New book release: Collective Memory in Post-Soviet Kaliningrad Oblast

This volume presents the way the discourse of memory and identity in the post-Soviet territory of Kaliningrad Oblast has altered over time, examining the ways in which politically motivated German myths about East Prussia, which emerged after the unification of Germany in 1871, were reused and adapted after 1991 and the role the region has played in wider memory policies of the Russian Federation, particularly since Vladimir Putin’s third presidential term began in 2012.

Kaliningrad Oblast is Russia’s westernmost region, maintaining a direct maritime but no land connection with the rest of the country. The region was part of East Prussia, which became a crucial element of the German national mythology after 1871. In 1945, East Prussia became one of the Soviet Union’s most important war trophies. Ever since, its complex political, cultural, ethnic, and religious history has presented a challenge to the central Soviet and Russian authorities. Ever since the emergence of a deep internal crisis in the Soviet system in the 1980s, the role of the Oblast’s past has been subject to intense public debate, reflecting the intricacies of post-Soviet Russian memory politics.

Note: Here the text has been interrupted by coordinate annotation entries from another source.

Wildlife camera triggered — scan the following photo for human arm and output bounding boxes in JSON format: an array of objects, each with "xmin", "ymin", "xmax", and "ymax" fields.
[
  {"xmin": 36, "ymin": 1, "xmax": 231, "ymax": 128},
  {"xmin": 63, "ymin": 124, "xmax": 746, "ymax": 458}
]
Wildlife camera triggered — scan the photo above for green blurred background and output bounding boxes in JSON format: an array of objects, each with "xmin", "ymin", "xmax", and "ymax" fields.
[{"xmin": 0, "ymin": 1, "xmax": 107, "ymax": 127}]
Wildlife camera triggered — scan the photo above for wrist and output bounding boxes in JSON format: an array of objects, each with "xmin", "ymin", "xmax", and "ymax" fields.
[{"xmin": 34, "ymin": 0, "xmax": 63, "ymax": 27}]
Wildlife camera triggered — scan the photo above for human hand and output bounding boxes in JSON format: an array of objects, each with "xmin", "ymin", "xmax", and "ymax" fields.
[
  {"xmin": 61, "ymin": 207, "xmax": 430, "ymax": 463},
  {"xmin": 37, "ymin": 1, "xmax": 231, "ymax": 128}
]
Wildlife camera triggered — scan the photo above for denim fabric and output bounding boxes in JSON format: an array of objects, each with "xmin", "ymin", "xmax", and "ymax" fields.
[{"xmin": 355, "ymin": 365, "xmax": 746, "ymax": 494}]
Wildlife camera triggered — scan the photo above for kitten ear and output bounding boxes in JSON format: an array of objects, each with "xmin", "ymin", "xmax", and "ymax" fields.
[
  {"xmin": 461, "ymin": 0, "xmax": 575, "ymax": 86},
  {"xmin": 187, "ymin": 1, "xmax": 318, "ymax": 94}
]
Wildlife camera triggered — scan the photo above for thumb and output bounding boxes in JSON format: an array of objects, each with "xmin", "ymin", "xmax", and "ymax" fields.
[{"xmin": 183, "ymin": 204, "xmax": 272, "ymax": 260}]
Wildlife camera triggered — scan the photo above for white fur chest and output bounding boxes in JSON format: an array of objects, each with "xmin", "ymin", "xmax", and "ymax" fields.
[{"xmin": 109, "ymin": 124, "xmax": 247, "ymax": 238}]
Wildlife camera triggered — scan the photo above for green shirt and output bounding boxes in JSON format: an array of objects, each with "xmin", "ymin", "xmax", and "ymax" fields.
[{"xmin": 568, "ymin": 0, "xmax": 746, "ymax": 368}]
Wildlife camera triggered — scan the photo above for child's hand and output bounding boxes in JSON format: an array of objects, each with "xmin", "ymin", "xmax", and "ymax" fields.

This book is an intensely revised version of my Ph.D. dissertation. I completed it at the Institute of Slavic Studies of the Polish Academy of Sciences and successfully defended at the SWPS University. At the Institute, I carried out a research project on identity of the inhabitants of Kaliningrad Oblast, funded by the National Science Centre of Poland (2014/13/N/HS6/04214). The initial translation and revision was made possible thanks to the financial support of the Knut and Alice Wallenberg Foundation within the research project “Ukrainian Long-Distance Nationalism in the Cold War: A Transnational History” (KAW 2019.0151).